8) NO BONNIE HUNT! If you don't eliminate the character (Laurel, Dorothy's sister), then at least re-cast the role. It's interesting: I was just on Roger Ebert's website, researching, trying to comprehend just why so many people mistakenly think this movie is any good. Ebert called Hunt "almost always a delight to watch." I've never been the slightest bit delighted to watch Bonnie Hunt, and I'm right and Ebert was wrong.
9) In the movie as is, Jerry and Rod supposedly both become much more deep and less concerned about money; and as a result of this, of course, they end up striking it rich. Shit or get off of the pot; either stop preaching against a concern with money (or keep that nonsensical preaching in the mouths of comic relief like Avery if it's Avery who has the breakdown, writes the manifesto and strikes off on her own), or show the characters actually having to live on much less money, but still being happier. For instance, maybe Rod has a career-ending injury before he gets that big payday; and then later we see him as a high-school football coach, or maybe in some other modestly-paying job: and he's happier. (My feeling is that more money definitely will make you happier, and will until we pivot to that Gene Roddenberry-style post-economic world; and that anyone who tells you different is either poor and in denial, or rich and so emotionally fucked-up that not even money helped.)
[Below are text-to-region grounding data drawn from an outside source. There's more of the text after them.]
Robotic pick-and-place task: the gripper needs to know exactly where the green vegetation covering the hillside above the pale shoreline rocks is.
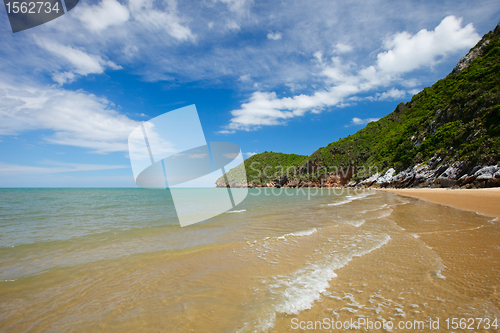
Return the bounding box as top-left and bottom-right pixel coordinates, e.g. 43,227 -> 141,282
218,21 -> 500,183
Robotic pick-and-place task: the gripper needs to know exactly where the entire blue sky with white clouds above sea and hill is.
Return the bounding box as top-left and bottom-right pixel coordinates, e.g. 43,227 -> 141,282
0,0 -> 500,187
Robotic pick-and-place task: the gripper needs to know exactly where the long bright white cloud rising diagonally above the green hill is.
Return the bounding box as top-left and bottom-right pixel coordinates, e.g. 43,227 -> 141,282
224,16 -> 479,131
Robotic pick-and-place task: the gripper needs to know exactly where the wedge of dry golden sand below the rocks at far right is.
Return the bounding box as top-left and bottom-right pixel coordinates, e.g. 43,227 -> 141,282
382,187 -> 500,218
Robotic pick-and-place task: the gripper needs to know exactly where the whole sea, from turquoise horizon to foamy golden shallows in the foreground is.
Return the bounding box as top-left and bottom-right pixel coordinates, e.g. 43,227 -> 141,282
0,188 -> 500,332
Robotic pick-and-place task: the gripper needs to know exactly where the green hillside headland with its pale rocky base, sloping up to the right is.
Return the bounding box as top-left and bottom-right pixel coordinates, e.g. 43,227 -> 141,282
218,23 -> 500,187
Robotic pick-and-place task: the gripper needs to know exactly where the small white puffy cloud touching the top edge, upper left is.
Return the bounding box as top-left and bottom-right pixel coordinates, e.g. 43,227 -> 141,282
78,0 -> 130,32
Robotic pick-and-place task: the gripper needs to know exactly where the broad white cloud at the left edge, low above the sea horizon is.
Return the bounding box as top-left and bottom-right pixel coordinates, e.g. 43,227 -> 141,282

10) Let Jerry and Dorothy be much more flawed. Because people are deeply flawed. Always. Cuba Gooding was in a very good movie about the same time he was in Jerry Maguire: James L Brooks' As Good As It Gets, a film in which characters have horrible personal problems, and don't solve those horrible problems, but still achieve some significant triumphs and improve their lives. In other words: A realistic cheesy mainstream feel-good movie about rich white people.